Skiën Termen Lijst
SkiënDe skisport is een zeer ingewikkelde sport, met veel verschillende soorten skimethoden en uitrusting. Dit stuk zal u helpen vertrouwd te raken met enkele van de belangrijkste woordenlijsten om u te helpen een beter inzicht te krijgen in de sport en hoe deze functioneert.
Inhoudsopgave
Lijst van woordenlijsten voor skiën
Ski voor alle bergen: All-Mountain ski's worden gebruikt door de algemene bevolking van skiërs. Deze ski's zijn veelzijdig, en kunnen meestal op alle soorten bergterrein worden gebruikt. Als iemand niet te veel met professioneel skiën bezig is en gewoon wat plezier op de berg wil hebben, zijn deze ski's het meest geschikt.
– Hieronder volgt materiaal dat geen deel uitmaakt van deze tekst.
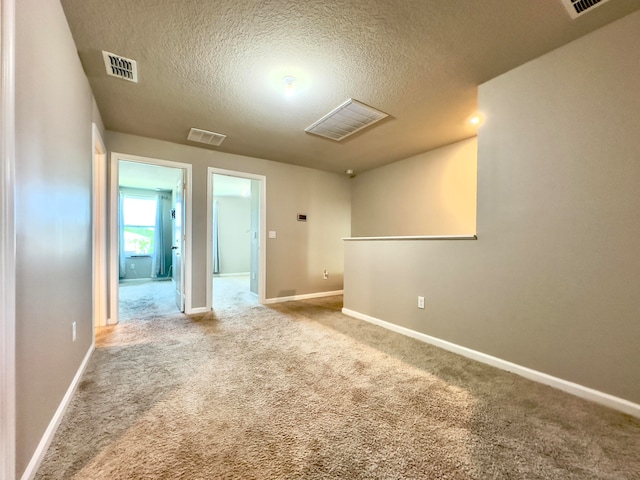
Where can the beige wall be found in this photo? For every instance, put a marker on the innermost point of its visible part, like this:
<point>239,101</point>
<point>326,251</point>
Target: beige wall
<point>54,111</point>
<point>552,282</point>
<point>301,251</point>
<point>433,193</point>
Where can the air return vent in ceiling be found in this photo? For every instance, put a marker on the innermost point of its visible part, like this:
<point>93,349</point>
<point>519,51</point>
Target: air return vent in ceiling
<point>349,118</point>
<point>580,7</point>
<point>203,136</point>
<point>120,67</point>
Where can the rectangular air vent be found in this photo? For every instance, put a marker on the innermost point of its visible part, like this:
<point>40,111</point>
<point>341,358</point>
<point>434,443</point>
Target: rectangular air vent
<point>580,7</point>
<point>120,67</point>
<point>347,119</point>
<point>203,136</point>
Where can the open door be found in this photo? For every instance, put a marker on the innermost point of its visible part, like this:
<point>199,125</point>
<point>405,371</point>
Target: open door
<point>178,239</point>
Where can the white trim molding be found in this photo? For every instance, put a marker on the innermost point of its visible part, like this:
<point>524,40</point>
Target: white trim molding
<point>99,229</point>
<point>305,296</point>
<point>47,437</point>
<point>413,237</point>
<point>197,310</point>
<point>7,243</point>
<point>581,391</point>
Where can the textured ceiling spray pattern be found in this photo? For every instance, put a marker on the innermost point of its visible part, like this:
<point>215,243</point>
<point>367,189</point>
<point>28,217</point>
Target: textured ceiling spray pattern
<point>219,66</point>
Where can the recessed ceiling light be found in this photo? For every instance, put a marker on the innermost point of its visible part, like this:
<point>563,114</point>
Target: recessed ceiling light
<point>476,120</point>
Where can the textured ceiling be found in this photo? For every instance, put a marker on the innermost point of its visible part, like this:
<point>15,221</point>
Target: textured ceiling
<point>219,65</point>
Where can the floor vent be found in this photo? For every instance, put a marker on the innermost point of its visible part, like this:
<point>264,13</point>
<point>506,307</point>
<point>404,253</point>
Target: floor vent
<point>120,67</point>
<point>347,119</point>
<point>580,7</point>
<point>204,136</point>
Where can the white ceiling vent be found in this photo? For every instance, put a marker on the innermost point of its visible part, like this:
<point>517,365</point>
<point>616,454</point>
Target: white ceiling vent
<point>203,136</point>
<point>347,119</point>
<point>120,67</point>
<point>580,7</point>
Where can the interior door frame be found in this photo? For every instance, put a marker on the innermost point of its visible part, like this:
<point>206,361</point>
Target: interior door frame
<point>114,244</point>
<point>262,260</point>
<point>100,232</point>
<point>7,243</point>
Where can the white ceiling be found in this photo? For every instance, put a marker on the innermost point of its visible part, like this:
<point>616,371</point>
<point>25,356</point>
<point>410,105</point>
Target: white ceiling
<point>219,66</point>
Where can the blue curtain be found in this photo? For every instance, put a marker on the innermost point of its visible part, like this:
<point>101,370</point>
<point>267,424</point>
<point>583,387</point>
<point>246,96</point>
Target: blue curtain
<point>158,265</point>
<point>216,248</point>
<point>123,263</point>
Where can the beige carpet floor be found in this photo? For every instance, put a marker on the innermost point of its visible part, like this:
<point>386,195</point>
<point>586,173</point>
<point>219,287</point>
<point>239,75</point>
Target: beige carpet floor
<point>300,391</point>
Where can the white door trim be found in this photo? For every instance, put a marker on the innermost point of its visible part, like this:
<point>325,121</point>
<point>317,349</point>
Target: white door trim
<point>7,243</point>
<point>99,230</point>
<point>263,227</point>
<point>114,274</point>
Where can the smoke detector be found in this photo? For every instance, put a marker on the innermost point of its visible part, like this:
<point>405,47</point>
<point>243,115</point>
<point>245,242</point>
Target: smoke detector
<point>580,7</point>
<point>347,119</point>
<point>120,67</point>
<point>204,136</point>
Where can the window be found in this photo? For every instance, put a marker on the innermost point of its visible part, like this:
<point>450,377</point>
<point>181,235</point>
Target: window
<point>139,225</point>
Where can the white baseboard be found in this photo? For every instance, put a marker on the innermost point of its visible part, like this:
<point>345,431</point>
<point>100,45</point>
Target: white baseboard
<point>587,393</point>
<point>306,296</point>
<point>41,450</point>
<point>198,310</point>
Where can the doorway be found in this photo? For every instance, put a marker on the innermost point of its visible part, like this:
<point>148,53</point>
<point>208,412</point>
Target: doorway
<point>150,239</point>
<point>236,225</point>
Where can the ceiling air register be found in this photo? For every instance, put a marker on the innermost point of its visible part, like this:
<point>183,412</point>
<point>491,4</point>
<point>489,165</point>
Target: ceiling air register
<point>120,67</point>
<point>347,119</point>
<point>580,7</point>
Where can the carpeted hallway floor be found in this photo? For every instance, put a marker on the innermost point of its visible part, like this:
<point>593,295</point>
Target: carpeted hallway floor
<point>298,390</point>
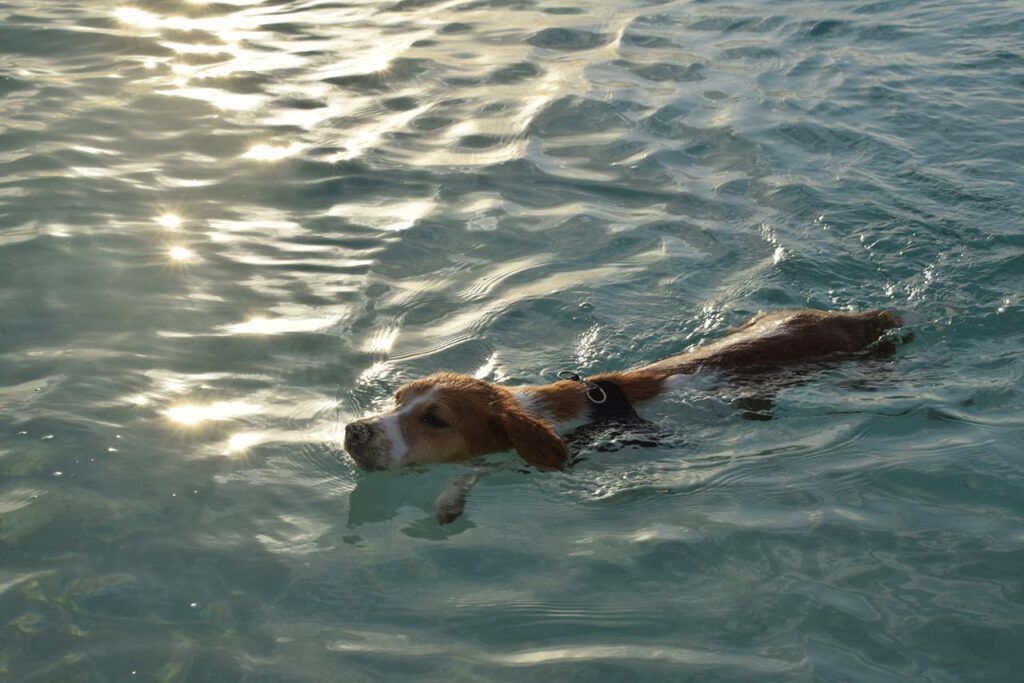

Alpineskiën: Alpineskiën betekent dat de skiër afdaalt met vaste hielbindingen. Dit is een veel voorkomende vorm van skiën.
Black Diamond: Zwarte diamanten en dubbele zwarte diamanten zijn de moeilijkste geëgaliseerde skipistes, meestal gevuld met obstakels en natuurlijke gevaren in het parcours, waardoor het moeilijk is om te navigeren. Het is niet aan te raden voor skiërs tenzij ze het gevoel hebben dat ze op een zeer gevorderd niveau zitten.
Bomber: Mensen die roekeloos de berg af skiën met een gebrek aan controle, worden door meer ervaren skiërs op de berg vaak bommenwerpers genoemd.
Bunny Slope: Een zeer gemakkelijk gebied of spoor voor mensen die nieuw zijn in het skiën en een gebied nodig hebben om te oefenen zonder dat het moeilijk is. Ze bevinden zich meestal op een lage hoogte op de berg, zodat beginners sneller de helling op en af kunnen gaan.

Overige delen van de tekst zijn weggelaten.